E investiu pesadamente em seu negócio de comércio eletrônico, que está crescendo rapidamente e depende em parte de motoristas autônomos que não aparecem nos dados de contagem de funcionários do varejista. 

Em 2024, o Walmart registrou US$ 681 bilhões em vendas, um aumento de 40% em comparação a 2014. “Muitos dos empregos de hoje não existiam há apenas alguns anos, e esperamos que o ritmo de mudança continue”, disse Donna Morris, diretora de pessoal do Walmart, em um comunicado.

Em sua nota aos funcionários da Amazon, Jassy disse que a IA generativa e os agentes estão se tornando cada vez mais capazes. Ele disse que a empresa já implementou, ou está desenvolvendo, mais de mil agentes, e previu que os agentes de IA acelerarão o ritmo da inovação ao cuidar do trabalho rotineiro.  “Os agentes nos permitirão começar quase tudo a partir de um ponto de partida mais avançado”, disse ele.

Startups mais enxutas

A abordagem mais enxuta e eficiente está chegando até mesmo às startups.
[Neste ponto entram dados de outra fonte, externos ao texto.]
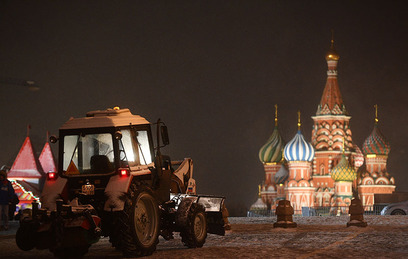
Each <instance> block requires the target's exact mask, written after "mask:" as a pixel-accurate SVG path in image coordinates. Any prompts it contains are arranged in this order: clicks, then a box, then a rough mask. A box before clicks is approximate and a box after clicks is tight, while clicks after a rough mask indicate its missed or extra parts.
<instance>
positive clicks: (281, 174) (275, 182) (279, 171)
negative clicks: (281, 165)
mask: <svg viewBox="0 0 408 259" xmlns="http://www.w3.org/2000/svg"><path fill="white" fill-rule="evenodd" d="M288 177H289V171H288V169H286V167H285V166H284V165H282V166H281V168H280V169H279V170H278V172H276V174H275V183H276V184H284V183H285V182H286V180H288Z"/></svg>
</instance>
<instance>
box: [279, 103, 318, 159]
mask: <svg viewBox="0 0 408 259" xmlns="http://www.w3.org/2000/svg"><path fill="white" fill-rule="evenodd" d="M300 126H301V123H300V111H298V132H297V133H296V135H295V137H294V138H293V139H292V140H291V141H289V143H288V144H286V146H285V149H284V151H283V152H284V155H285V159H286V161H288V162H291V161H307V162H311V161H312V160H313V157H314V149H313V146H312V144H310V143H309V142H306V140H305V138H304V137H303V135H302V132H301V131H300Z"/></svg>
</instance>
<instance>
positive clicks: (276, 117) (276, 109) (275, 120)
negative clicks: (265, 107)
mask: <svg viewBox="0 0 408 259" xmlns="http://www.w3.org/2000/svg"><path fill="white" fill-rule="evenodd" d="M275 127H278V105H277V104H275Z"/></svg>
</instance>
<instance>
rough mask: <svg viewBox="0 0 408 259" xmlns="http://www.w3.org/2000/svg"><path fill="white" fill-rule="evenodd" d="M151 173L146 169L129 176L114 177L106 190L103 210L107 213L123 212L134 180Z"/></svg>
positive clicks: (112, 177)
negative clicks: (104, 202) (123, 209)
mask: <svg viewBox="0 0 408 259" xmlns="http://www.w3.org/2000/svg"><path fill="white" fill-rule="evenodd" d="M150 173H151V172H150V170H148V169H146V170H141V171H136V172H131V173H130V175H129V176H120V175H114V176H112V177H111V178H110V179H109V182H108V184H107V186H106V188H105V195H106V197H107V199H106V202H105V205H104V208H103V209H104V210H105V211H122V210H123V209H124V208H125V201H126V193H128V191H129V188H130V184H131V183H132V180H133V178H134V177H137V176H141V175H146V174H150Z"/></svg>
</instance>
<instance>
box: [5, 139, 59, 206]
mask: <svg viewBox="0 0 408 259" xmlns="http://www.w3.org/2000/svg"><path fill="white" fill-rule="evenodd" d="M49 171H52V172H55V171H56V166H55V162H54V157H53V155H52V151H51V147H50V145H49V143H48V142H47V143H45V145H44V148H43V150H42V152H41V154H40V157H39V159H38V158H37V156H36V154H35V152H34V150H33V146H32V144H31V140H30V137H29V136H27V137H26V139H25V140H24V143H23V145H22V146H21V148H20V151H19V152H18V155H17V157H16V159H15V160H14V163H13V166H12V167H11V169H10V171H9V172H8V175H7V178H8V179H9V180H10V181H11V183H12V185H13V188H14V190H15V192H16V194H17V196H18V198H19V200H20V203H19V205H18V207H20V208H23V209H24V208H25V207H27V206H30V205H31V203H32V202H33V201H34V200H36V201H39V198H38V197H39V196H40V194H41V188H42V184H43V181H44V180H45V173H44V172H49Z"/></svg>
A Jolie, que vende chuveiros com filtro de alta qualidade, deve faturar cerca de US$ 50 milhões em receita anual este ano. Ela tem cinco funcionários.

O CEO Ryan Babenzien, que anteriormente vendeu uma marca de tênis para Steve Madden, disse que nunca considerou o número de funcionários um sinal de sucesso. Jolie opera com uma equipe enxuta — que inclui o cofundador da Babenzien, Arjan Singh, além de funcionários focados em vendas, marketing e mídia social — contando com ferramentas digitais e terceirizados em meio período para algumas funções financeiras, operacionais e de logística.

Contratar não é mais necessário como costumava ser”, disse Babenzien. “Dez anos atrás, seria muito difícil construir um negócio de US$ 50 milhões com cinco pessoas ou menos. Hoje, acho que isso vai ser muito, muito comum.” Babenzien espera dobrar a receita da empresa para US$ 100 milhões nos próximos anos. Ele estima que a empresa poderia fazer isso contratando mais duas pessoas.